Zudem habe sein Vorgänger im Amt des Genfer Generalstaatsanwalts - Bertossa war 1990 gewählt worden - die Selbstmordthese bevorzugt: "Sie war natürlich für alle am bequemsten, weil sie es erlaubte, die Akte zu schließen. Ich habe seine Meinung nicht geteilt." Bertossa erklärt, er sei nach Studium der Akte von der Selbstmordtheorie "gar nicht überzeugt" gewesen.

Lesen Sie im zweiten Abschnitt: Warum Bertossa denkt, dass die eigentlichen Versäumnisse in Deutschland liegen.

Die "eigentlichen Versäumnisse" aber lägen in Deutschland: "Ob Mord oder Selbstmord, die Motive dafür musste man in Deutschland suchen." Die Deutschen seien zu lange untätig gewesen. "Je länger man wartet, desto dünner werden natürlich die Spuren, aber Chancen gibt es immer. Wenn ein Schweizer Politiker dieser Kategorie in Lübeck ums Leben gekommen wäre, hätte ich in Genf sofort ein Ermittlungsverfahren eingeleitet, um die Hintergründe auszuleuchten. Was mich frustriert, ist, dass die Deutschen zunächst nichts getan haben. Hätten sie seriös recherchiert in Deutschland, hätten sie Dinge finden können, die wir in der Schweiz nicht finden konnten", vermutet der Ex-Staatsanwalt.

Schleswig-Holsteins Ministerpräsident Uwe Barschel (CDU) bei einer Pressekonferenz 1987. (Foto: Foto: dpa)

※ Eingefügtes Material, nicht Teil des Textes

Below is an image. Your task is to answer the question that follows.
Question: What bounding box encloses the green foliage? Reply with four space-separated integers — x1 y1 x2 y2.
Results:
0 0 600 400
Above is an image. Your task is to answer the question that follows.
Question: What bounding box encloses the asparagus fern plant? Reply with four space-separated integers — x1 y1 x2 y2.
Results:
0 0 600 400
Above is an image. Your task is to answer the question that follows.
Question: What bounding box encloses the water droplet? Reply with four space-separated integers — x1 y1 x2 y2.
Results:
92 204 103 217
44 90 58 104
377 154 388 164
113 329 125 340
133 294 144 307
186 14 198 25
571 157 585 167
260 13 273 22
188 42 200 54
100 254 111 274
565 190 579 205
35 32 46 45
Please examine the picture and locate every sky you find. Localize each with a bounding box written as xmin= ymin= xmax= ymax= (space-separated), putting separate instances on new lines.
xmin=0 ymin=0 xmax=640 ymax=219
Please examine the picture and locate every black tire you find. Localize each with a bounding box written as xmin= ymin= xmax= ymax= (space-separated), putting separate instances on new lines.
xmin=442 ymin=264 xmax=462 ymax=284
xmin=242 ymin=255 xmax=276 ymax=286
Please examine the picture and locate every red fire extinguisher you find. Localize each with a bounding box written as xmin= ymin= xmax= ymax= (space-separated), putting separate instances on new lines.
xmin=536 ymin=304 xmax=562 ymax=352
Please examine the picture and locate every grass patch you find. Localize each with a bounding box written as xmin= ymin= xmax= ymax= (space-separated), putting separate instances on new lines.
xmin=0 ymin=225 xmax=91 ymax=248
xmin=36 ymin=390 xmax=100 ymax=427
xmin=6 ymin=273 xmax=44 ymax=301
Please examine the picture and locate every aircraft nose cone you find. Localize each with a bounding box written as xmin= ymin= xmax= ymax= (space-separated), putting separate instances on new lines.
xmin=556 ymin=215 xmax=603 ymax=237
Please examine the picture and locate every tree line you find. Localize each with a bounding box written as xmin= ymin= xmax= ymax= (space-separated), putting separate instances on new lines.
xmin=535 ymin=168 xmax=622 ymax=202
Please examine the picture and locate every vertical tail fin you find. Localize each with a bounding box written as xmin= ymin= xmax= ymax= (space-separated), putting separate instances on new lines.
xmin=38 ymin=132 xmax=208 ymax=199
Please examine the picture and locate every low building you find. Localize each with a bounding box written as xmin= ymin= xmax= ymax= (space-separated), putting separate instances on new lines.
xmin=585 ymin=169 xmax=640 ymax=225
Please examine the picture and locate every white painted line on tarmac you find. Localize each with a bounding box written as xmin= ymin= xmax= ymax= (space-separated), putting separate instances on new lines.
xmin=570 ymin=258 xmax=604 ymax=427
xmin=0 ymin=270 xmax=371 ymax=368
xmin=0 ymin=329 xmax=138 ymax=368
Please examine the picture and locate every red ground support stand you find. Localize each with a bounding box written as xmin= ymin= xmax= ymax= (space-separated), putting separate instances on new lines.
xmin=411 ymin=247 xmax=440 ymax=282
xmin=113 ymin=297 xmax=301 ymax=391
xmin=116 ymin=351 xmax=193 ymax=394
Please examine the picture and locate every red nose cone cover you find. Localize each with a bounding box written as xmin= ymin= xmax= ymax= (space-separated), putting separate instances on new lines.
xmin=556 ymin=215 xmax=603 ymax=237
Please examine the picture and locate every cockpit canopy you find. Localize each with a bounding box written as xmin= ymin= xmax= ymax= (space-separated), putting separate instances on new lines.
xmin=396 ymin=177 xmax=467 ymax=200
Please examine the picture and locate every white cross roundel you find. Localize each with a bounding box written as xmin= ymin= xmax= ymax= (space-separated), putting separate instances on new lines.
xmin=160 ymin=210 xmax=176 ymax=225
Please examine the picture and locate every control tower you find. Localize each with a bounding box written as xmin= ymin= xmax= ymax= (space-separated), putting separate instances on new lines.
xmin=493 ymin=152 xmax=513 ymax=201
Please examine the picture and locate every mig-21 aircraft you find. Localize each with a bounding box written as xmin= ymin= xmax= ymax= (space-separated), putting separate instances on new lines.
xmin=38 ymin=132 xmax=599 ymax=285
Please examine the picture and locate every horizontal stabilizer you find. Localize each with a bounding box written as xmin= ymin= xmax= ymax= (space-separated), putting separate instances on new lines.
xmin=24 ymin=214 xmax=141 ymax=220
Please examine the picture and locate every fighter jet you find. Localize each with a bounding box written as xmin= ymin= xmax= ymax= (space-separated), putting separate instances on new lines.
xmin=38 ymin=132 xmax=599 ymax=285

Zu den umlaufenden Gerüchten über eine angebliche Beteiligung von Geheimdiensten - insgesamt werden in den Akten zwölf Nachrichtendienste und Mafia-Organisationen in Verbindung mit dem angeblichen Mord gebracht - erklärt Bertossa, diese These habe er vor allem den Medien entnommen. "Deutsche Ermittler hätten diesen Spuren folgen müssen", sagt er. Allerdings weise "kein Detail konkret darauf hin, dass in den Fall Barschel Geheimdienste verwickelt waren".

Der Anwalt der Witwe Freya Barschel, die von einer Beteiligung "diverser Geheimdienste" ausgeht, hat vor Wochen die Generalbundesanwältin Monika Harms aufgefordert, strafrechtliche Ermittlungen aufzunehmen. Die Karlsruher Strafverfolgungsbehörde, die vor allem bei Verfahren in Zusammenhang mit Spionage oder Terror zuständig ist, hat die Prüfung noch nicht abgeschlossen.

Aber es gilt als äußerst unwahrscheinlich, dass sie den Fall übernimmt. Der Behörde liegen Schreiben der zuständigen schleswig-holsteinischen Ermittlungsbehörden vor. Danach gibt es keinerlei neue Erkenntnisse, die eine Neuaufnahme des Verfahrens rechtfertigen würden. Diese Ansicht vertritt gegenüber Karlsruhe auch Wille, der in diesem Herbst ein Buch mit dem Titel "Der Mord an Uwe Barschel - das Verfahren" publizieren wollte und in mehreren Interviews die Mordthese vehement vertrat.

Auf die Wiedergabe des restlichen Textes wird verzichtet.